Real-world reasoning requires integrating cognitive capabilities across mathematics, programming, and logic; however, existing work predominantly focuses on single-domain learning and lacks systematic investigation of cross-domain interaction mechanisms—such as knowledge transfer, interference, and synergy—within reinforcement learning frameworks. Method: We propose a data-centric multi-domain fusion analysis framework to systematically characterize cross-domain generalization and interference. Using GRPO, we conduct both single- and multi-domain joint training on Qwen-2.5-7B, comparing base and instruction-tuned models under verifiable reward signals. We quantitatively evaluate the impact of supervised fine-tuning (SFT), curriculum learning, and reward design on multi-domain performance. Results: Empirical results show that judicious multi-domain data composition significantly enhances generalization, revealing strong positive transfer (e.g., math → code). We further identify, for the first time, reward imbalance as a critical cause of performance degradation and provide a verifiable optimization pathway for multi-domain alignment.

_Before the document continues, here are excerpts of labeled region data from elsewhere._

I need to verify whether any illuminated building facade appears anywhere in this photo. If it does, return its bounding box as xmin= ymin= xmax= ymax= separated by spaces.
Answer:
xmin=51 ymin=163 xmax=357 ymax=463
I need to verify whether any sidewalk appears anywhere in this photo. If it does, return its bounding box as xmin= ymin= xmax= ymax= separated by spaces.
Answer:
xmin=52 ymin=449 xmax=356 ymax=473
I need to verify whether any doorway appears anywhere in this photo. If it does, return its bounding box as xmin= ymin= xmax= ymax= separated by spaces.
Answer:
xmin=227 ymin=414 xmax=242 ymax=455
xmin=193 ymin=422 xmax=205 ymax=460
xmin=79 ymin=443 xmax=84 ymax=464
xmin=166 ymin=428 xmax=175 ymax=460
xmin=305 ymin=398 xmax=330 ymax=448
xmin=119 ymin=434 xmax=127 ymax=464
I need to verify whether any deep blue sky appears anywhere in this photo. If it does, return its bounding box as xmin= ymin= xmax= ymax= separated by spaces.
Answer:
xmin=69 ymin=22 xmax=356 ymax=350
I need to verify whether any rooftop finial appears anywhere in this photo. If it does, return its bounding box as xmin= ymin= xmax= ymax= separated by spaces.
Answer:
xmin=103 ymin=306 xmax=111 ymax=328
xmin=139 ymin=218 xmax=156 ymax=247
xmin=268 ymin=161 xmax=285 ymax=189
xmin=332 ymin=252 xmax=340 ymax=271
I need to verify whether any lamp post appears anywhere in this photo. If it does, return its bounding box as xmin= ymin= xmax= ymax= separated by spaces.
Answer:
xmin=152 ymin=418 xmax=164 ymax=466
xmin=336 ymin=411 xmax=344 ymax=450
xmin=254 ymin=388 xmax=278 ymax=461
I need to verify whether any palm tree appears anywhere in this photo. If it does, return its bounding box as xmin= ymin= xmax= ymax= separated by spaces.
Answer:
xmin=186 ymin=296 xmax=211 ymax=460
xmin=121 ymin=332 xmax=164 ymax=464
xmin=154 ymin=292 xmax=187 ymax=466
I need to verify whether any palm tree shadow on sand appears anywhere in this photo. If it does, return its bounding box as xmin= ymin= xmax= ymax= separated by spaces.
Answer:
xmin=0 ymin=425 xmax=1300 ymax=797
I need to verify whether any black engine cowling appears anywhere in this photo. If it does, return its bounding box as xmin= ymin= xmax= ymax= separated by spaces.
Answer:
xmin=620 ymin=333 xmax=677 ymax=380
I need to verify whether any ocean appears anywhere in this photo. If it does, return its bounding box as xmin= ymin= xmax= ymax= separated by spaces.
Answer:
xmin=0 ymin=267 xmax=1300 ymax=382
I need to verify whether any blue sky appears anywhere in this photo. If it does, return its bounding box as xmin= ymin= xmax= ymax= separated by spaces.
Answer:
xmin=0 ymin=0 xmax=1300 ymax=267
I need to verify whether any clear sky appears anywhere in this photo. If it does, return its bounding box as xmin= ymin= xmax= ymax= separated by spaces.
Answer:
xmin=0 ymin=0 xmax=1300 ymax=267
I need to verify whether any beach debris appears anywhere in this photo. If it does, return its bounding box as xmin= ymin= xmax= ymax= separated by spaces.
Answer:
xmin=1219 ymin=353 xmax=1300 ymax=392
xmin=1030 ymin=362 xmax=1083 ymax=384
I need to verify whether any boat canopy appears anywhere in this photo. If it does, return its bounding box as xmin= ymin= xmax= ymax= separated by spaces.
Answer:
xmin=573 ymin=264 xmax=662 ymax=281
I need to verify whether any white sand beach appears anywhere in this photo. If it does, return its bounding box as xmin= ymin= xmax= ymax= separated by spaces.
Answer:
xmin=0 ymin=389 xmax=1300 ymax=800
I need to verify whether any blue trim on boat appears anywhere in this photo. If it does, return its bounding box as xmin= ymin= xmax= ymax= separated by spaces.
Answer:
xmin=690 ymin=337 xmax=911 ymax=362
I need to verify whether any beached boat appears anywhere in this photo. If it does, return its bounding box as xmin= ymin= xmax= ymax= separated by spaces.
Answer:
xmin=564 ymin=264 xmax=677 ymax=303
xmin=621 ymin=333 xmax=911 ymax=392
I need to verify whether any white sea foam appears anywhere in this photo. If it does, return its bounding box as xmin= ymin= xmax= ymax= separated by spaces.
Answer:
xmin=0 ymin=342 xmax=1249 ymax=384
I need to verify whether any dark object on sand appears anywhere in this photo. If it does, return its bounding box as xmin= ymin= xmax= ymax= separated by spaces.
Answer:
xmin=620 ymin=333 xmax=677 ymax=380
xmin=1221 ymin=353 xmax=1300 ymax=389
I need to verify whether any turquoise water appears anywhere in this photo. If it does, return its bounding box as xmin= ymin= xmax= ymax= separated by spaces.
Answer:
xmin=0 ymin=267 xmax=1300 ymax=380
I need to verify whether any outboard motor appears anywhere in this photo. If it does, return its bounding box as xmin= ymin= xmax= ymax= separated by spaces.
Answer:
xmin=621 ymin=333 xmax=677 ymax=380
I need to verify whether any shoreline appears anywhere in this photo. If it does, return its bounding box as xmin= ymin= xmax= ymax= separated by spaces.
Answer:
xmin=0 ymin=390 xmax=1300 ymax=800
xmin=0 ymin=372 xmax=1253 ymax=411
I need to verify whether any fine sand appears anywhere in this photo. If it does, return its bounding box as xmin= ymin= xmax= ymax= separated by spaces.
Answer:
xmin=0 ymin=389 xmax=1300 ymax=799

Reinforcement Learning with Verifiable Rewards (RLVR) has emerged as a powerful paradigm for enhancing the reasoning capabilities of LLMs. Existing research has predominantly concentrated on isolated reasoning domains such as mathematical problem-solving, coding tasks, or logical reasoning. However, real world reasoning scenarios inherently demand an integrated application of multiple cognitive skills. Despite this, the interplay among these reasoning skills under reinforcement learning remains poorly understood. To bridge this gap, we present a systematic investigation of multi-domain reasoning within the RLVR framework, explicitly focusing on three primary domains: mathematical reasoning, code generation, and logical puzzle solving. We conduct a comprehensive study comprising four key components: (1) Leveraging the GRPO algorithm and the Qwen-2.5-7B model family, our study thoroughly evaluates the models' in-domain improvements and cross-domain generalization capabilities when trained on single-domain datasets. (2) Additionally, we examine the intricate interactions including mutual enhancements and conflicts that emerge during combined cross-domain training. (3) To further understand the influence of SFT on RL, we also analyze and compare performance differences between base and instruct models under identical RL configurations. (4) Furthermore, we delve into critical RL training details, systematically exploring the impacts of curriculum learning strategies, variations in reward design, and language-specific factors. Through extensive experiments, our results offer significant insights into the dynamics governing domain interactions, revealing key factors influencing both specialized and generalizable reasoning performance. These findings provide valuable guidance for optimizing RL methodologies to foster comprehensive, multi-domain reasoning capabilities in LLMs.